I knew others, like my good friend Frank Wilkinson — the target of decades of FBI surveillance, including knowledge of death threats against him that they failed to warn him about — who saw that time with a deep moral clarity. He believed it was wrong, always wrong, to violate civil liberties principles for some alleged greater good. Indeed, not just hindsight is involved here: There were plenty of people around at the time who felt that way, as Harry Ward’s resignation letter demonstrates.

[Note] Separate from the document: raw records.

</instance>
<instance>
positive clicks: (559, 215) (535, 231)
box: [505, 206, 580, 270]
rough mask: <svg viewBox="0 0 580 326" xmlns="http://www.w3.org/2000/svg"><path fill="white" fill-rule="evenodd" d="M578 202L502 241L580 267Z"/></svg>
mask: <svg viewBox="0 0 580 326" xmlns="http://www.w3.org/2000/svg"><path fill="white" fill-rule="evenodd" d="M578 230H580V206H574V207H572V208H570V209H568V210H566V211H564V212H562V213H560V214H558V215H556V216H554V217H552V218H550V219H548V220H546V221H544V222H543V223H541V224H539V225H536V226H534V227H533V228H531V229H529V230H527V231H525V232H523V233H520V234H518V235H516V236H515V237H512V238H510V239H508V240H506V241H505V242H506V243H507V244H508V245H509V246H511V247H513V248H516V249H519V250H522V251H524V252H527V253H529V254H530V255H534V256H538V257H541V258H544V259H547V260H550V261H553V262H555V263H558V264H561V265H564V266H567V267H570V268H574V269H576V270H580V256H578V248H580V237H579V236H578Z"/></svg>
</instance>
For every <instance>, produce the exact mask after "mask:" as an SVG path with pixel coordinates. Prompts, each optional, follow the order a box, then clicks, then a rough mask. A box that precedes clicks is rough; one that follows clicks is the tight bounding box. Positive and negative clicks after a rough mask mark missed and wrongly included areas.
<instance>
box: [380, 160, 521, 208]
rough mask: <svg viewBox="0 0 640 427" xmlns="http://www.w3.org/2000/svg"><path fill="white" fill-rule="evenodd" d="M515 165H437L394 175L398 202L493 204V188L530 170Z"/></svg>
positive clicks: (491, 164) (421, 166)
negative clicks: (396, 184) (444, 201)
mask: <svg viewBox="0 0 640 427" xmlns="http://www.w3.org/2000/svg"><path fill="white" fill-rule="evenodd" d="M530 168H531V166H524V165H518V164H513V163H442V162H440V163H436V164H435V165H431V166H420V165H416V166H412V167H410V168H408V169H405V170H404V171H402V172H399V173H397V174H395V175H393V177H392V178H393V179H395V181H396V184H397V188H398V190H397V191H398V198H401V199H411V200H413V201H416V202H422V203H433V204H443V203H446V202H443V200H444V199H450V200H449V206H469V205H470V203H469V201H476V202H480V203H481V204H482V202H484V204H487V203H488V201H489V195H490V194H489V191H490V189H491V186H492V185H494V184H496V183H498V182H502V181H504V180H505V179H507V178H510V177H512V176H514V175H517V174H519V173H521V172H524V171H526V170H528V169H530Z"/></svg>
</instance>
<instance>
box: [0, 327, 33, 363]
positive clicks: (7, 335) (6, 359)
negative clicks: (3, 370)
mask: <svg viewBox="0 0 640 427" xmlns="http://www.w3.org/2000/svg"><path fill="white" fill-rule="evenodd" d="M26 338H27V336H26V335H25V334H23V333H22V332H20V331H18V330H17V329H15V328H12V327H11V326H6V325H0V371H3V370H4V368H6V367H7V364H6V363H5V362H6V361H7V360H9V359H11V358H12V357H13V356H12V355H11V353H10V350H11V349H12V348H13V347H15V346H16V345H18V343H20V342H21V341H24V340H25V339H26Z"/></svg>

During my time going through the FBI files, I thought — partly because I felt soiled by my contact with Ferman’s notes and letters to the FBI, some of which are reproduced here — that what he and a few others did was deeply wrong and unjustified by any excuses or rationalizations. I like to think if I had been on the ACLU staff and board at the time of the actions disclosed I would never have behaved as he, Levy, or Ernst did.
But of course I don’t know that for certain, and having watched those who lived through that period wrestle with these questions, I try to leaven my judgments with as much understanding and compassion as I can muster.